OpenAQ provides their data untouched, so that users can decide for themselves how to validate and analyze the raw data. But data is messy. Raw air quality measurements often include error codes, negatives, and repeating values. These can make it difficult to visualize in meaningful ways, or to calculate aggregates to use downstream for policy and scientific applications.
When OpenAQ stakeholders asked What’s on the OpenAQ Community Wish List? an open-source, extensible tool to flag problematic data was at the top of the list.
Development Seed, working with the OpenAQ community, has built openaq-quality-checks. Openaq-quality-checks is a command-line tool for configuring flags for and optionally removing suspect data. When you’re ready to jump in, check out the README or watch the short intro video.
Starting with user needs
In designing openaq-quality-checks, we asked users: What is your OpenAQ data quality experience?. We were excited by the rich feedback we received. Respondents presented example API calls for problematic data types and discussed whether problematic stations should also be flagged.

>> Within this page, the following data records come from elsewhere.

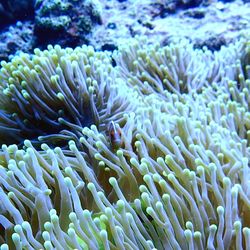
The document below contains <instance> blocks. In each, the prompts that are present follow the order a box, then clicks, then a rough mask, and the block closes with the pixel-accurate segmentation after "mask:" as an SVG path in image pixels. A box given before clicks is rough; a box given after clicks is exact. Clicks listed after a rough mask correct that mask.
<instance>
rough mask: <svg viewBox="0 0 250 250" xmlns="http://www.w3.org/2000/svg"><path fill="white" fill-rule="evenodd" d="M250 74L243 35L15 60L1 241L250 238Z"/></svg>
mask: <svg viewBox="0 0 250 250" xmlns="http://www.w3.org/2000/svg"><path fill="white" fill-rule="evenodd" d="M249 78H250V44H249V42H248V41H247V40H245V39H244V38H242V39H241V40H240V41H238V42H236V43H234V44H231V45H229V46H228V47H222V48H221V50H220V51H217V52H211V51H209V50H207V49H206V48H203V49H194V48H193V47H192V45H191V44H190V43H188V42H186V41H181V42H179V43H178V44H170V45H169V46H166V47H160V46H159V45H152V44H151V45H147V43H146V41H144V40H143V39H135V40H131V41H130V42H128V43H127V45H126V46H125V45H124V46H120V47H119V49H118V50H117V51H114V52H113V53H112V54H111V53H109V52H95V51H94V49H93V48H92V47H90V46H82V47H77V48H75V49H70V48H66V49H62V48H61V47H60V46H58V45H56V46H54V47H52V46H48V49H47V50H44V51H41V50H39V49H35V50H34V55H28V54H19V55H17V56H15V57H13V58H12V60H11V61H10V62H4V61H3V62H2V63H1V72H0V88H1V93H0V95H1V96H0V107H1V113H0V139H1V144H2V146H1V147H2V150H1V152H0V184H1V185H0V224H1V231H0V244H1V247H0V249H1V250H7V249H10V250H12V249H18V250H19V249H48V250H49V249H105V250H108V249H119V250H120V249H121V250H122V249H124V250H125V249H126V250H127V249H129V250H136V249H147V250H149V249H199V250H200V249H250V216H249V214H250V169H249V162H248V160H249V156H250V150H249V141H250V133H249V129H250V113H249V104H250V95H249V90H250V79H249Z"/></svg>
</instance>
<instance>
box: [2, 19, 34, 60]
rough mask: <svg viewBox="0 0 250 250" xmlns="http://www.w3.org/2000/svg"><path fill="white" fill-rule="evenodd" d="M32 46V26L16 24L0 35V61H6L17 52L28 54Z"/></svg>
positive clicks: (32, 30)
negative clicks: (20, 51)
mask: <svg viewBox="0 0 250 250" xmlns="http://www.w3.org/2000/svg"><path fill="white" fill-rule="evenodd" d="M33 45H34V44H33V24H32V23H31V22H28V21H26V22H17V23H16V24H15V25H12V26H10V27H8V28H5V29H4V30H3V31H2V33H0V61H2V60H8V58H9V57H10V56H11V55H14V54H15V53H17V52H18V51H22V52H27V53H30V52H32V50H33Z"/></svg>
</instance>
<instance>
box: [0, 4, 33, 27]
mask: <svg viewBox="0 0 250 250" xmlns="http://www.w3.org/2000/svg"><path fill="white" fill-rule="evenodd" d="M34 1H35V0H29V1H27V0H0V28H4V27H6V26H7V25H9V24H13V23H15V22H16V21H18V20H19V21H21V20H33V19H34Z"/></svg>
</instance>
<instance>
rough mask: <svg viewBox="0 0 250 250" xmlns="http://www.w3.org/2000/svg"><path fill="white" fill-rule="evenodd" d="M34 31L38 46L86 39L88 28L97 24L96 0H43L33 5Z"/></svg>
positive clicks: (64, 43) (96, 6)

We used the responses to gather some data on the data:
- 0.5% of the measurements are codes which signify missing data, e.g. -999.
- 1.4% are negative values which are not error codes.
- 4.6% are exact 0’s - technically possible but highly unlikely, and suggesting a malfunctioning instrument or reported value.
In addition to these problematic values, a measurement value might be repeated exactly. While an exact repeat is possible, it is unlikely that an instrument will measure identical hourly values for days on end. It could signal a stuck instrument or another unknown error in reporting the data. The tool flags repeating values as well as negatives and error codes.
Other data quality issues are more complex. 17% of locations (identified by name) have the same latitude and longitude. Further, a small number of sensor coordinates (72 out of 7342, or about 1%) have coordinates less than 1 yard from another sensor, making it likely it is the same sensor.
Beyond Air Quality
Openaq-quality-checks is configurable and modular. It was designed with OpenAQ in mind but flexible to work with other data sources. For example, if you want to analyze aggregated world news using reddit’s worldnews subreddit, you might want to flag posts from unknown news organizations. You can find details on implementing this example in the README.
Development Seed and OpenAQ are excited to see how it helps the community and grows with it!